Introduction
Changes in the law enable researchers to make copies of copyright material for computational analysis. This guide outlines the implications of the new text and data mining copyright exception1 for researchers, research support services and librarians in UK universities.
What is text and data mining?
Text and data mining (TDM) is defined by the UK Intellectual Property Office2 (IPO) as:
“The use of automated analytical techniques to analyse text and data for patterns, trends and other useful information”
Text and data mining usually requires copying works for analysis.
Challenges
As outlined in our Value and benefits of text mining report in 2012, an estimated 1.5 million new scholarly articles are published per annum. The vast quantities of scholarly communications within a given field or discipline means that a single researcher or research group is unable to keep up-to-date with the research that informs their work or leads to new discoveries.
Additionally, while keyword searches are useful, they don’t deliver the intended semantic nuance in the search term and therefore may retrieve unrelated documents with identical terminology.
For example, tree, branch and leaf have very different meanings in ecology and informatics, something that is easy for a researcher to see but not a computer.3
Solution
TDM offers a solution to these challenges by drawing on computational techniques that allow for mining and analysing infinite bodies of any born digital content (data, text, diagrams, tables and images). This supports efficient and semantically-driven information retrieval.
Changes in the law
Before the introduction of the TDM copyright exception, lawful copying of material for text and data mining analysis was only facilitated by material specific licence agreements with varying licensing terms. This led to both a lack of clarity, as well as limiting researchers to certain types of copyright material, such as published works.
Copyright law has however now altered so that if a researcher carries out TDM for non-commercial research purposes, it will no longer be viewed as an infringement. Further changes in the law mean that limited copying of all types of copyright works can be undertaken for non-commercial research.

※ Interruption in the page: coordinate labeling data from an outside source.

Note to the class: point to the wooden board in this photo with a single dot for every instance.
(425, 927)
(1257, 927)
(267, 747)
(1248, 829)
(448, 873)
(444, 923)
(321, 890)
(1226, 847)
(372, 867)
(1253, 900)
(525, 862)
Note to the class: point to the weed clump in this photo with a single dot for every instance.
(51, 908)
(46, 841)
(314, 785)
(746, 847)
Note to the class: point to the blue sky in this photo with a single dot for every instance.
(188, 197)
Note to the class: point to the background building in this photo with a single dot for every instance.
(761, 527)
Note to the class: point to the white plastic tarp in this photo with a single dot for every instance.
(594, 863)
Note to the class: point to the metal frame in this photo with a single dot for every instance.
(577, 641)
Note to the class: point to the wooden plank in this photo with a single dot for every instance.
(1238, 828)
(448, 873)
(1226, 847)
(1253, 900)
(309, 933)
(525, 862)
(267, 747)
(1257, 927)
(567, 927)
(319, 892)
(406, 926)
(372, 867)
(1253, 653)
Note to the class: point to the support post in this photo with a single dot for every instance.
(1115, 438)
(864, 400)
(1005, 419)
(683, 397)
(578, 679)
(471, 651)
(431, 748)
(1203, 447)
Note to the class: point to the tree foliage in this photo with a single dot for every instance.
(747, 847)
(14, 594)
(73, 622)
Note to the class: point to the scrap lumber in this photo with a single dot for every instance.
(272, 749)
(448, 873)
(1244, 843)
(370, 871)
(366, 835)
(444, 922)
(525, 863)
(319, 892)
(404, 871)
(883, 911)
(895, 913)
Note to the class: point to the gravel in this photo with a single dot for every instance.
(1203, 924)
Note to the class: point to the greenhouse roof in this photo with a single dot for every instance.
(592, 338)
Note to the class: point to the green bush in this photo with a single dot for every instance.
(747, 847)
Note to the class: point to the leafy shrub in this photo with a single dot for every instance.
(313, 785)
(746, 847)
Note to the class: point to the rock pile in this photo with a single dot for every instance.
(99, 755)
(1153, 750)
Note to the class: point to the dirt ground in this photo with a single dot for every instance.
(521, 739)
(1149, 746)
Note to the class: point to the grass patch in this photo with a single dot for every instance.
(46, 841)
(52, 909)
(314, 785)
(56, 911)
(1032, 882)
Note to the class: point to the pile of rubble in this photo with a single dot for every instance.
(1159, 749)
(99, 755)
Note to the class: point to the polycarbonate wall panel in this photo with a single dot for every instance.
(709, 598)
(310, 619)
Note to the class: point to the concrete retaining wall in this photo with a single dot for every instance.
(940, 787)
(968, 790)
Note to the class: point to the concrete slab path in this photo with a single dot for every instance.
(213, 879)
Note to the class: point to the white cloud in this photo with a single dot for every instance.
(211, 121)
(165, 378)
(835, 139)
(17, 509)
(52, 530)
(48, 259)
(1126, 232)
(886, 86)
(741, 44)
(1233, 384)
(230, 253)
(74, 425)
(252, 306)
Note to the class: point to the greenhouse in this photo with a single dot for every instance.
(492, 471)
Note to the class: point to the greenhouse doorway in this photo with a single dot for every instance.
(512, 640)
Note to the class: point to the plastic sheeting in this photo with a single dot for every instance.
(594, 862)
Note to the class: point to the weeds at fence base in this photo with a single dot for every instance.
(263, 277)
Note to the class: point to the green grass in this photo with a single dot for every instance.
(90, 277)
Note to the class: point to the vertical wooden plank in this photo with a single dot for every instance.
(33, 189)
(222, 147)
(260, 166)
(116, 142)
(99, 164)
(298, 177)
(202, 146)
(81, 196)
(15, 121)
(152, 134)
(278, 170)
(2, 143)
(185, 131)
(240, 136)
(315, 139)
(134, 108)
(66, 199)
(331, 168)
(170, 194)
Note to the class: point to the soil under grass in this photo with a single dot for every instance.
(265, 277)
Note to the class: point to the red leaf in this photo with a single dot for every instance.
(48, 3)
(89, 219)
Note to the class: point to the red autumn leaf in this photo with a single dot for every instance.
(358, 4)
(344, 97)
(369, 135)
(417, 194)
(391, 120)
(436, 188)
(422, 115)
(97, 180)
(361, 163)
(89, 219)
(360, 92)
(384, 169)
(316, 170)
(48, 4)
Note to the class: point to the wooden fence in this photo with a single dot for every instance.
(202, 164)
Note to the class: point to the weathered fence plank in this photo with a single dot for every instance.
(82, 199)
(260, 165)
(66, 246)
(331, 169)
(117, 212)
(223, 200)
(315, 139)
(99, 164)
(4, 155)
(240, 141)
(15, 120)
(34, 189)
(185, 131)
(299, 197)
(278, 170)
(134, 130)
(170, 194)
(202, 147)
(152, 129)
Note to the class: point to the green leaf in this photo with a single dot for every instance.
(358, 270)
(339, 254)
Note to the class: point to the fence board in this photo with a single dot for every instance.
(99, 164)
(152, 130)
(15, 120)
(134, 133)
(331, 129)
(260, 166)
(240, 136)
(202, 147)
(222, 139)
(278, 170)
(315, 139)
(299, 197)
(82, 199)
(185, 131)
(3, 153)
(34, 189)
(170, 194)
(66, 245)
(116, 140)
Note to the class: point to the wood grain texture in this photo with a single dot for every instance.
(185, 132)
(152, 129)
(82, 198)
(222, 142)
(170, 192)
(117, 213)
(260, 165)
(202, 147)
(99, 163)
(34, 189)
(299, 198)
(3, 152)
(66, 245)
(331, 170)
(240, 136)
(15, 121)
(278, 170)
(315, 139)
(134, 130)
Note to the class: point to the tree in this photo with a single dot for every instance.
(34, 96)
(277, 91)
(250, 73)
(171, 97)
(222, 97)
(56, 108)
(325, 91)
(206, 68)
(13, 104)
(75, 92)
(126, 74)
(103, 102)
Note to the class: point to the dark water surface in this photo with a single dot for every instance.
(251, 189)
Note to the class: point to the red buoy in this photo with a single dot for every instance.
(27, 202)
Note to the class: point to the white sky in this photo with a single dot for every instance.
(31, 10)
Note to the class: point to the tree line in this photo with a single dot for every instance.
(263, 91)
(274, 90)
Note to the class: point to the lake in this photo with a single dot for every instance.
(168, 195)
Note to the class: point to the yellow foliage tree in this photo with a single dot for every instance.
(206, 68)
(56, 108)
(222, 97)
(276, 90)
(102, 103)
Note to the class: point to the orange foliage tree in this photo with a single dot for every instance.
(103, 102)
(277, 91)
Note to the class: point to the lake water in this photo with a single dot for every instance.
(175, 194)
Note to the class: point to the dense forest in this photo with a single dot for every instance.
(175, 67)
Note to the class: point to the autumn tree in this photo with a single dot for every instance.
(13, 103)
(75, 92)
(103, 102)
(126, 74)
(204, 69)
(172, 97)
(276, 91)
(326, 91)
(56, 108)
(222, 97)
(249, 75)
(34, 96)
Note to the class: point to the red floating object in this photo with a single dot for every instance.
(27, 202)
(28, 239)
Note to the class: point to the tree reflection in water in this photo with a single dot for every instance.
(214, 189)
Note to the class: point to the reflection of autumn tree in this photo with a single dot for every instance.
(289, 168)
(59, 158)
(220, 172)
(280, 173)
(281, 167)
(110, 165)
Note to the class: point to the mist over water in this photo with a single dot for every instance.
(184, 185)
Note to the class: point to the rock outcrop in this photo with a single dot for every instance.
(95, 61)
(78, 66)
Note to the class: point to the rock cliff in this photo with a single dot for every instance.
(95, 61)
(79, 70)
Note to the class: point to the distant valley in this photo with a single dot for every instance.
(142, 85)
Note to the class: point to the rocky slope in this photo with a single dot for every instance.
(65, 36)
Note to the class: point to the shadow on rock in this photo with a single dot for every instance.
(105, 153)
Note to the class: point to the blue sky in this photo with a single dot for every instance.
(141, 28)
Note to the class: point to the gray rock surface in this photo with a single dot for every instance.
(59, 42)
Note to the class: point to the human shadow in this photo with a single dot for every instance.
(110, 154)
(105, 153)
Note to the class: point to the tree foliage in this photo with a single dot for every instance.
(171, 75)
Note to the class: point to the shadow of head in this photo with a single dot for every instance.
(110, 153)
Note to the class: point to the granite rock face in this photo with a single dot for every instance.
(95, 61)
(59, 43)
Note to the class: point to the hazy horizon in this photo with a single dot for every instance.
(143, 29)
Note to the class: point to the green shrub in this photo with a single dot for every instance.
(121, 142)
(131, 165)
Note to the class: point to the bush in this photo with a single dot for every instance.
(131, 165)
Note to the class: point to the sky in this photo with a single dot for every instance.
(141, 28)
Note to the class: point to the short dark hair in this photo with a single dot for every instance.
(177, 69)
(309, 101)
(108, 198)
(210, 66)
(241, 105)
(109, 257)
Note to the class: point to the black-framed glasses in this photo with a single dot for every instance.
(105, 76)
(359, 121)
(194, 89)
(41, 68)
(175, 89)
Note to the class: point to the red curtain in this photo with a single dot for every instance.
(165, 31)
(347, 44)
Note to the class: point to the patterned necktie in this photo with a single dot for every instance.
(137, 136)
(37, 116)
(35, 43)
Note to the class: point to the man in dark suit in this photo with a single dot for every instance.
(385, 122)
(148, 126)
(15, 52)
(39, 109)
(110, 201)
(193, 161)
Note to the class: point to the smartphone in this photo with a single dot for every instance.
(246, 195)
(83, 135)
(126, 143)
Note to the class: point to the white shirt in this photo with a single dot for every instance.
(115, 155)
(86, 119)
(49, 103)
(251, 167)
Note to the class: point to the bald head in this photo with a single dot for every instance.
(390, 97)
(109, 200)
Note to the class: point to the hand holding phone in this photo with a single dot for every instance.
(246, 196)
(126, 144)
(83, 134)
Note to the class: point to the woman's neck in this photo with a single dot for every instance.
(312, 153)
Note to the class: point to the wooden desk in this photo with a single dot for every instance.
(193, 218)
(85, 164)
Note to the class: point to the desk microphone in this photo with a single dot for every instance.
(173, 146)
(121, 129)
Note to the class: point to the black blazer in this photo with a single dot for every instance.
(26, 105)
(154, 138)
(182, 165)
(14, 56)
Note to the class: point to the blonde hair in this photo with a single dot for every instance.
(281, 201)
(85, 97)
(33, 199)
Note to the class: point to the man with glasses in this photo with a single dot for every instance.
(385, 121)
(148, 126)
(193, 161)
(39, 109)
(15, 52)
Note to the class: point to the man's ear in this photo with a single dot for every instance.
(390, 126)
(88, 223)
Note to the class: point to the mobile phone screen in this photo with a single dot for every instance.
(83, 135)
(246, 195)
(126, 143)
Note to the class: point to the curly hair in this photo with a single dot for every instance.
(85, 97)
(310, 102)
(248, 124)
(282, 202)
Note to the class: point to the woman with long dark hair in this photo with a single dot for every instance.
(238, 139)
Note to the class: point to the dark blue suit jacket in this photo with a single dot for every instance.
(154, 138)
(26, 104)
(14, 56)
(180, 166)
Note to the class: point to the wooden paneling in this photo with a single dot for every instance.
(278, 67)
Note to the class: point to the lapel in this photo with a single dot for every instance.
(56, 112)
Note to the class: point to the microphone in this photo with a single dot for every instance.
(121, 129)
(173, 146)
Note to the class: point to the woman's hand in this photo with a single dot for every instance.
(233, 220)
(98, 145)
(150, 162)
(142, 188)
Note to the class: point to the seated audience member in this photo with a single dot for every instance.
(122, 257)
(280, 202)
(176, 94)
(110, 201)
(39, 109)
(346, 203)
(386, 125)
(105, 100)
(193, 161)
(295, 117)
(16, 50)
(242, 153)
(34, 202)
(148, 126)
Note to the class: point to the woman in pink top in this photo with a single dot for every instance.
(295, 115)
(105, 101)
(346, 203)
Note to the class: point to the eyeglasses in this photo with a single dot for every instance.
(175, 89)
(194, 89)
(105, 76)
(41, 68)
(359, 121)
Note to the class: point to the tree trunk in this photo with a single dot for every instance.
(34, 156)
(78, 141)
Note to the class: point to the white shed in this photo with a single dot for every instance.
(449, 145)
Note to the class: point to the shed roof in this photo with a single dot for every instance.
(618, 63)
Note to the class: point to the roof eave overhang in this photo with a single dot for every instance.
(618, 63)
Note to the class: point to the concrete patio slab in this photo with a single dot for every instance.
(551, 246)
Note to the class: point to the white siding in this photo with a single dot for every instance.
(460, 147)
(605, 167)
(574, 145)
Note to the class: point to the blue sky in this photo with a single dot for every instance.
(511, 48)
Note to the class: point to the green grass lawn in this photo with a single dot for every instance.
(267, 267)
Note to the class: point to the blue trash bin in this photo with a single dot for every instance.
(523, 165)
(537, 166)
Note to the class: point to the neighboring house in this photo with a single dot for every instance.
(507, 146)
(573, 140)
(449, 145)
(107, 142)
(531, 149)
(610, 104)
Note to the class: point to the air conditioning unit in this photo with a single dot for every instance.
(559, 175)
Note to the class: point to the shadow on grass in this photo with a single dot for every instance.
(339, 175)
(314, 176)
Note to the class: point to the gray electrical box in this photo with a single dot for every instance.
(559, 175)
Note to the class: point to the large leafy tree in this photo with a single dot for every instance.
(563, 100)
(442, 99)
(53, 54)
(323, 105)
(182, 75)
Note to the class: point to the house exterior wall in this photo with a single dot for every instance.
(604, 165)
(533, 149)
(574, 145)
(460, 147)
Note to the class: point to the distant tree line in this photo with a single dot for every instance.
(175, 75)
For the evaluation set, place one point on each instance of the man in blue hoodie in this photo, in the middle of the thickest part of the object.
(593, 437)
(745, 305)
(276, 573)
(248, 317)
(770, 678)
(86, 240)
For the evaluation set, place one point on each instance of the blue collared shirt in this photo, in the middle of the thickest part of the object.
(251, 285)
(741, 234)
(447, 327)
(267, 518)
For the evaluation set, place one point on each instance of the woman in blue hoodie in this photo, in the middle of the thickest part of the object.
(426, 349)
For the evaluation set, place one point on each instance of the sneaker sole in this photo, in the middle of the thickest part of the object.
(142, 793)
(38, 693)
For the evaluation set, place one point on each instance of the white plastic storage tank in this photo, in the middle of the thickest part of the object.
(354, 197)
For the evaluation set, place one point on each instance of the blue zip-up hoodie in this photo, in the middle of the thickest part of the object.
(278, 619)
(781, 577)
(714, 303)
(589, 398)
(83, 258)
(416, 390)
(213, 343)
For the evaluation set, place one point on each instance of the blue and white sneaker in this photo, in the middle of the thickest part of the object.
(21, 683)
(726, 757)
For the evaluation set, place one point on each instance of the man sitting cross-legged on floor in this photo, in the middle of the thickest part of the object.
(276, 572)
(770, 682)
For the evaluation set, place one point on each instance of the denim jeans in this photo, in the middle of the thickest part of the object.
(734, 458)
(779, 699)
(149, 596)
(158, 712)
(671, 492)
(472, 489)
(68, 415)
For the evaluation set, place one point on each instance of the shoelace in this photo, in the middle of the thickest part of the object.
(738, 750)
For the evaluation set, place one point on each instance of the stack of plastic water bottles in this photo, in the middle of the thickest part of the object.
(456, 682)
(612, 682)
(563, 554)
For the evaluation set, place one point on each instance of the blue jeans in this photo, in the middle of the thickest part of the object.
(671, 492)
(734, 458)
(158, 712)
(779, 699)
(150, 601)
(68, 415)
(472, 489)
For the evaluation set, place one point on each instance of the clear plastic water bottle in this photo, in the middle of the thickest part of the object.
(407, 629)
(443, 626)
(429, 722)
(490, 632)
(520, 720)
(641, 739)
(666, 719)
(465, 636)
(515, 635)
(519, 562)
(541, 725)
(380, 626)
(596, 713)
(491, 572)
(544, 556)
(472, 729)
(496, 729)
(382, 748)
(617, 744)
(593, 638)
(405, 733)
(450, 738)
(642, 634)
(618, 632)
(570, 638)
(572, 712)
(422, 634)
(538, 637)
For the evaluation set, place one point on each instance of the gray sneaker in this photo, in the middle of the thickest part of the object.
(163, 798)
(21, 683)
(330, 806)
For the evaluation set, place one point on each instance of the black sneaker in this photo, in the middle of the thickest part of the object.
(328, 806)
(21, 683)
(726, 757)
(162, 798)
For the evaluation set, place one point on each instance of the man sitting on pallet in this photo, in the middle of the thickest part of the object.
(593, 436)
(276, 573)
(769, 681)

While the issue of economic-related barriers and high transaction costs which the Value and benefits of text mining report identified still remains, the TDM exception introduced by UK government in 2014 has gone a long way to address the legal restrictions.
What is the TDM copyright exception?
On 1 June 2014, the UK government introduced a number of reforms to copyright (including the TDM exception) that were intended to “give a number of sectors a legal framework fit for the digital age, removing the burden of unnecessary regulations and helping the UK better preserve and use copyright material”.4
The UK IPO describes the TDM exception (section 29A of the Copyright, Designs and Patents Act 1988 (CDPA)):
“An exception to copyright exists which allows researchers to make copies of any copyright material for the purpose of computational analysis if they already have the right to read the work (that is, they have “lawful access” to the work). This exception only permits the making of copies for the purpose of text and data mining for non-commercial research.
"Researchers will still have to buy subscriptions to access material; this could be from many sources including academic publishers.5”
What the exception allows you to do
Ability to mine all types of content/data
The exception permits any published and unpublished in-copyright works to be copied for the purpose of text mining for non-commercial research. This includes sound, film/video, artistic works, tables and databases, as well as data and text, as long as the researcher has lawful access.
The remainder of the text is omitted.